Q. Are you working on your next project and can you tell us about it?
I’ve got a novel that’s nearly done. It’s called Meatspace. It’s about the internet. It’s about social media ruining our lives. It’s funny and silly and filled with jokes about overfamiliarity online. It’s like a Single White Female about Facebook friends. I dunno when it’ll be done-done, but it’s definitely my next thing.
Q. You’re known for writing funny stuff, but this made me weep. Do you intend to make a shift to material that tugs at the heart strings?
Nah, this is the most personal thing I’ll ever write and I’m freaking the fuck out about it being out in the world because it’s everything. EVERYTHING. I miss hiding behind jokes. It’s a powerful thing, and thank you, to make someone laugh and to make someone cry. Ideally, I’d like to be able to do both at the same time. I like pathos. I like warm comedy. Comedy that isn’t nasty. Comedy that comes with a degree of affection. The best thing on television for me last year was Grandma’s House, a sitcom by Simon Amstell, that was so funny, so riotously funny and yet, had this level of pathos that made your chest want to explode with sadness. There’s a moment where a character goes into the garden to sing a song in amongst all the chaos and it’s the single most moving thing I’ve ever seen on television.

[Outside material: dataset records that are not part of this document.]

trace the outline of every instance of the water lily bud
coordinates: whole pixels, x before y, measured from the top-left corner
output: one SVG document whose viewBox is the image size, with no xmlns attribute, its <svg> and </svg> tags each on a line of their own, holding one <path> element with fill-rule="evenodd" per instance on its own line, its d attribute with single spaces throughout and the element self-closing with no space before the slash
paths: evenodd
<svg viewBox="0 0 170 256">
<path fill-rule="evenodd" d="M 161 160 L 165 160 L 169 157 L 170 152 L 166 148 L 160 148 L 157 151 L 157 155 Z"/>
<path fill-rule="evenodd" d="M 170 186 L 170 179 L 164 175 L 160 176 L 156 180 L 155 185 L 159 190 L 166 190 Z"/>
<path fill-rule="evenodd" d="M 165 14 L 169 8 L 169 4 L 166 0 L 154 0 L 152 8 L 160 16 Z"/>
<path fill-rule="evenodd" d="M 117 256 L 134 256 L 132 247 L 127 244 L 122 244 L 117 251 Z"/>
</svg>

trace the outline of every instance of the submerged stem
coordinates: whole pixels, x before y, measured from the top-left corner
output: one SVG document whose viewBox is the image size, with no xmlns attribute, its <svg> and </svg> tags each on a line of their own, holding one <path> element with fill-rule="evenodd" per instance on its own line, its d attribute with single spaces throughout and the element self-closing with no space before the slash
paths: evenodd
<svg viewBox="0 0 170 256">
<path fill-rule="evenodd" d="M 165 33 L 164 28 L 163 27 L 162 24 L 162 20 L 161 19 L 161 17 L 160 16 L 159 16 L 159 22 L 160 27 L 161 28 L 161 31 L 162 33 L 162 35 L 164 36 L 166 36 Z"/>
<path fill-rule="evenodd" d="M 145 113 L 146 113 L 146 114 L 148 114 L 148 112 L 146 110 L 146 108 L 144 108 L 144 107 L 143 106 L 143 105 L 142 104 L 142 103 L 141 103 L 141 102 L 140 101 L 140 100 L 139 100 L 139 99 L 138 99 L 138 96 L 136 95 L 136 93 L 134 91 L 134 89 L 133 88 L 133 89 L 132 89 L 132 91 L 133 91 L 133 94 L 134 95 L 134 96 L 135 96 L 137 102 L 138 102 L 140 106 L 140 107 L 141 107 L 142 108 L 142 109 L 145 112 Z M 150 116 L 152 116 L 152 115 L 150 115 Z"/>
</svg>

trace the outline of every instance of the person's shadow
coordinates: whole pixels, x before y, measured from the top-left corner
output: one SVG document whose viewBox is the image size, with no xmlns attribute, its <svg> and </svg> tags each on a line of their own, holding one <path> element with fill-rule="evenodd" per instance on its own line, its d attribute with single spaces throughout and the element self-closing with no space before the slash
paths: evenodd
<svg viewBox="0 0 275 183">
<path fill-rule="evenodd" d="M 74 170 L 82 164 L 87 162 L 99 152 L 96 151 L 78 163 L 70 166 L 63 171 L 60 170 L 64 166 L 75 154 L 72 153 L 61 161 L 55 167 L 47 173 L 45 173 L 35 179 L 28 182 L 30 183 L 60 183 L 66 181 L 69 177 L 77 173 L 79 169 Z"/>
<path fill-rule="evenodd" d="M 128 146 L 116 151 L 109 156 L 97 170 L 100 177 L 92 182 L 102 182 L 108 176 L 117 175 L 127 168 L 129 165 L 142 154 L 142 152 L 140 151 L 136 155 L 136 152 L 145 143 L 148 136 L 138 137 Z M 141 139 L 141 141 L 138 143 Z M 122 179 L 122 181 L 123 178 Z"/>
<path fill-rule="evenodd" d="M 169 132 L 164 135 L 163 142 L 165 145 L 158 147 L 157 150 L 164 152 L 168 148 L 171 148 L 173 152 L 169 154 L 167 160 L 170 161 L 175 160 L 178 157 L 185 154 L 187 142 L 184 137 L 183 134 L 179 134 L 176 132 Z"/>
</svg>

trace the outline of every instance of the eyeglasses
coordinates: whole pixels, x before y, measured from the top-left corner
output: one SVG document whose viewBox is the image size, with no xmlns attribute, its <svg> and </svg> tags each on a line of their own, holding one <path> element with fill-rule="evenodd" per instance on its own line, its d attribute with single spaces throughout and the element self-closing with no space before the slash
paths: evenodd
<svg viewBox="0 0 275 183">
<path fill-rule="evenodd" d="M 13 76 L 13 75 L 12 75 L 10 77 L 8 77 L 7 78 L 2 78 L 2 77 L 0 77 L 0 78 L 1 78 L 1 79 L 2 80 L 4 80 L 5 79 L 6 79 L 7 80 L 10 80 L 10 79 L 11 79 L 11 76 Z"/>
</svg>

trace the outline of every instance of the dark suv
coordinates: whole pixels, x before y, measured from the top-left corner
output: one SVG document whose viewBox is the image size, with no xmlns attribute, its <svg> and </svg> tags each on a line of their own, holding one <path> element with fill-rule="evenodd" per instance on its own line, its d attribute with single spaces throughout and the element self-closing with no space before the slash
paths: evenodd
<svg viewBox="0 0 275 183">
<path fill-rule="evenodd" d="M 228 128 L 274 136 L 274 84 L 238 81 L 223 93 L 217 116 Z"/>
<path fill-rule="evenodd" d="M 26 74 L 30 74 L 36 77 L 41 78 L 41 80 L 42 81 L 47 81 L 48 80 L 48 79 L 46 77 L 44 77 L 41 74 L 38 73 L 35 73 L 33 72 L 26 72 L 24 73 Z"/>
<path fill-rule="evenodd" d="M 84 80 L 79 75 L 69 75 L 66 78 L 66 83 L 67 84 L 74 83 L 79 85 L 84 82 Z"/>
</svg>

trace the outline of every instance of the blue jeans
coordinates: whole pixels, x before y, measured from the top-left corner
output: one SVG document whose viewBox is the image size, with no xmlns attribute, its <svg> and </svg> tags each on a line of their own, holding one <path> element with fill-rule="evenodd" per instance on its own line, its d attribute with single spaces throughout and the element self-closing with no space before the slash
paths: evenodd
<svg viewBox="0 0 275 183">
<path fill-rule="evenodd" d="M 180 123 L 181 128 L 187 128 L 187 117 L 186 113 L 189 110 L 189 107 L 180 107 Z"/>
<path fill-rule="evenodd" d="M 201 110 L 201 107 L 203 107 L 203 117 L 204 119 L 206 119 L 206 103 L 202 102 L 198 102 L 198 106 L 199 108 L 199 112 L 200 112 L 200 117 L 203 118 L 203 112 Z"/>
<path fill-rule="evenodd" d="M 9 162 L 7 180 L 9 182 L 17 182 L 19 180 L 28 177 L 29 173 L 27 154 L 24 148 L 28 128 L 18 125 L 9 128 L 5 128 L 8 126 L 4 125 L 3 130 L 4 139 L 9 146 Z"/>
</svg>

Q. Moving on to talk about the food – have your cooking skills developed since taking on this mission, what will readers be able to rustle up? Are the ingredients easy to find in a supermarket?

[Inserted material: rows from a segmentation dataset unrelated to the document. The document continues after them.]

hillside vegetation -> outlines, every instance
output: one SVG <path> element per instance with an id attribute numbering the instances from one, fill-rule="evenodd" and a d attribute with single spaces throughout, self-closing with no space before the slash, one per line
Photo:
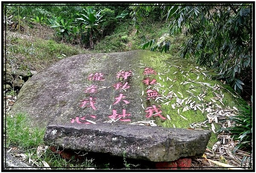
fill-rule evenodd
<path id="1" fill-rule="evenodd" d="M 7 103 L 6 106 L 5 105 L 6 121 L 8 124 L 4 127 L 7 130 L 5 135 L 7 136 L 8 141 L 6 147 L 11 149 L 14 146 L 18 147 L 19 152 L 26 156 L 24 160 L 27 161 L 29 159 L 33 161 L 34 166 L 42 166 L 44 162 L 42 161 L 49 164 L 50 162 L 51 166 L 60 167 L 90 167 L 95 166 L 96 164 L 103 164 L 104 167 L 107 167 L 108 165 L 107 162 L 94 162 L 93 158 L 87 158 L 84 162 L 81 163 L 73 160 L 67 161 L 59 156 L 56 156 L 42 145 L 44 131 L 27 129 L 26 123 L 28 122 L 25 120 L 25 115 L 8 114 L 8 110 L 15 102 L 19 90 L 19 88 L 14 86 L 15 79 L 20 78 L 18 72 L 22 71 L 30 77 L 33 71 L 39 72 L 63 58 L 76 55 L 150 49 L 151 48 L 154 49 L 153 50 L 162 52 L 172 57 L 181 58 L 180 52 L 184 48 L 182 43 L 186 41 L 187 44 L 187 37 L 185 35 L 188 33 L 186 32 L 187 30 L 186 27 L 180 31 L 181 35 L 166 34 L 169 31 L 169 22 L 166 21 L 164 15 L 156 10 L 160 10 L 160 6 L 154 9 L 148 9 L 147 15 L 142 15 L 141 18 L 139 20 L 137 18 L 135 21 L 135 17 L 138 16 L 137 15 L 139 14 L 139 12 L 142 13 L 145 9 L 134 11 L 128 5 L 97 6 L 99 4 L 95 4 L 94 6 L 51 6 L 45 4 L 15 6 L 11 4 L 4 7 L 6 12 L 4 23 L 4 35 L 6 36 L 4 37 L 5 44 L 3 44 L 5 51 L 4 72 L 6 76 L 11 79 L 8 81 L 6 77 L 4 80 L 5 84 L 10 85 L 8 89 L 6 86 L 4 86 L 6 91 L 4 101 Z M 137 14 L 133 16 L 132 12 L 137 12 Z M 134 25 L 134 22 L 135 24 L 137 22 L 140 24 L 139 28 L 138 25 Z M 140 32 L 137 32 L 138 29 Z M 158 45 L 160 46 L 157 46 Z M 187 55 L 186 58 L 188 58 L 188 56 Z M 186 59 L 183 60 L 185 61 Z M 195 58 L 190 61 L 197 62 Z M 218 71 L 218 69 L 214 69 L 213 70 Z M 236 73 L 236 76 L 238 76 L 237 74 Z M 224 78 L 220 81 L 222 83 L 226 83 Z M 237 81 L 240 86 L 241 81 Z M 230 90 L 233 93 L 236 92 L 231 88 Z M 231 117 L 229 121 L 234 125 L 222 131 L 221 134 L 222 139 L 231 140 L 230 141 L 235 141 L 236 146 L 233 141 L 233 146 L 230 151 L 221 145 L 215 145 L 215 147 L 219 147 L 219 150 L 224 153 L 216 154 L 212 148 L 207 148 L 206 152 L 208 152 L 207 154 L 208 158 L 215 157 L 219 162 L 235 166 L 249 169 L 251 167 L 252 108 L 250 104 L 252 103 L 252 98 L 250 95 L 252 93 L 249 93 L 249 97 L 244 97 L 247 98 L 246 101 L 249 105 L 244 101 L 241 102 L 243 104 L 239 109 L 241 115 Z M 19 133 L 17 132 L 17 128 Z M 26 131 L 29 133 L 24 133 Z M 31 136 L 38 140 L 30 141 L 29 136 Z M 41 146 L 40 154 L 37 154 L 38 146 Z M 36 154 L 33 155 L 33 153 Z M 124 157 L 122 161 L 126 167 L 135 166 L 135 163 L 129 164 Z M 194 166 L 219 166 L 209 163 L 204 164 L 202 161 L 200 159 L 194 161 Z"/>

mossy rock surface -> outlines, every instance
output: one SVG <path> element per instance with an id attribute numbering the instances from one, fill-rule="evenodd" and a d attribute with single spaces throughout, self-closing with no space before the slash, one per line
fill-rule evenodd
<path id="1" fill-rule="evenodd" d="M 216 131 L 222 119 L 237 113 L 240 98 L 212 80 L 214 74 L 187 60 L 148 51 L 79 55 L 34 75 L 12 110 L 26 113 L 32 126 L 147 121 Z M 97 92 L 85 92 L 93 85 Z"/>

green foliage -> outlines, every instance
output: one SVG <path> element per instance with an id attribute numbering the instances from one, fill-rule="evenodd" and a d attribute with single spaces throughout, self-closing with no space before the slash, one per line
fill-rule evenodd
<path id="1" fill-rule="evenodd" d="M 116 26 L 117 20 L 115 18 L 115 12 L 109 9 L 102 10 L 101 14 L 104 20 L 101 26 L 101 30 L 102 37 L 105 37 L 112 33 Z"/>
<path id="2" fill-rule="evenodd" d="M 217 68 L 219 72 L 218 78 L 225 79 L 240 94 L 245 86 L 250 87 L 251 91 L 251 5 L 181 5 L 161 4 L 159 12 L 170 22 L 169 33 L 172 35 L 184 34 L 186 37 L 181 46 L 181 56 L 194 59 L 200 65 Z M 131 9 L 137 27 L 142 17 L 154 10 L 154 6 L 147 6 Z M 162 40 L 151 50 L 168 51 L 168 40 Z M 148 41 L 143 48 L 146 49 L 154 42 L 154 40 Z"/>
<path id="3" fill-rule="evenodd" d="M 103 17 L 100 14 L 101 11 L 96 12 L 93 7 L 88 6 L 86 9 L 83 9 L 83 13 L 79 14 L 79 18 L 76 19 L 81 22 L 80 26 L 87 29 L 87 37 L 89 37 L 89 47 L 92 49 L 93 47 L 95 40 L 97 40 L 97 36 L 99 31 L 98 26 L 103 20 L 101 19 Z"/>
<path id="4" fill-rule="evenodd" d="M 231 121 L 235 122 L 232 127 L 221 130 L 231 133 L 233 140 L 238 141 L 235 148 L 245 151 L 251 152 L 252 149 L 253 136 L 253 108 L 249 105 L 242 105 L 239 107 L 241 113 L 237 116 L 230 118 Z"/>
<path id="5" fill-rule="evenodd" d="M 23 113 L 13 117 L 6 115 L 6 144 L 16 145 L 24 149 L 37 147 L 43 142 L 45 129 L 29 128 L 29 120 Z"/>
<path id="6" fill-rule="evenodd" d="M 50 26 L 52 28 L 56 29 L 56 35 L 61 36 L 62 40 L 64 38 L 66 40 L 69 40 L 69 36 L 72 33 L 73 28 L 74 26 L 72 26 L 73 19 L 65 20 L 61 17 L 51 18 L 49 22 L 52 23 Z"/>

Yes. I can make a hell of a khichdi now. I’m learning my mum’s Christmas roast chicken, Indian style, and I’m working on chilli paneer. I’m slowly getting there. Every now and then I get an email from my aunt Kiran, and it’s a link to a new blog on Indian cooking. My family are amazing cooks, and they’re always like, oh I’ll just make it for you. And I have to be firm and say, no, teach me. I need to learn. Confidence. Bloody hell, I hardly have any as a person, let alone as a lone chef.
Q. I’m really looking forward to rustling up all of the recipes – (probably on the same day!) What’s your top tip for making sure your readers have a easy ride in the kitchen?
Have a good sharp knife. And listen to the song Aaj Mausam Bada Bahman Hai. And just chuck it all in.
Q. Finally, what advice would you give to any writers attempting to write about loss and grief by drawing on their own experiences.
Be honest with your first draft. Be sensitive with your second draft.
The Time Machine is £1 with proceeds to the Roy Castle Lung Cancer Foundation and can be downloaded in a number of formats from Galley Beggar Press here.
Nikesh Shukla is a writer of fiction and television. His debut novel, Coconut Unlimited was shortlisted for the Costa First Novel Award 2010 and longlisted for the Desmond Elliott Prize 2011. In 2011, Nikesh co-wrote a non-fiction essay about the riots with Kieran Yates called Generation Vexed: What the Riots Don’t Tell Us About Our Nation’s Youth. In 2008, he and film-maker Videowallah won the Satyajit Ray Foundation Best Short Film Award for ‘The Great Identity Swindle’.
His short stories have been featured in the following places: Best British Short Stories 2013, Five Dials, The Moth Magazine, Pen Pusher, The Sunday Times, Book Slam, BBC Radio 4, First City Magazine and Teller Magazine. He has written for the Guardian, Esquire and BBC 2. He has, in the past, been writer in residence for BBC Asian Network and Royal Festival Hall. His Channel 4 Comedy Lab Kabadasses aired on E4 and Channel 4 in 2011 and starred Shazad Latif, Jack Doolan and Josie Long. He hosts The Subaltern podcast, the anti-panel discussion featuring conversations with writers about writing. Guests have included Zadie Smith, Junot Diaz, Teju Cole, James Salter, George Saunders.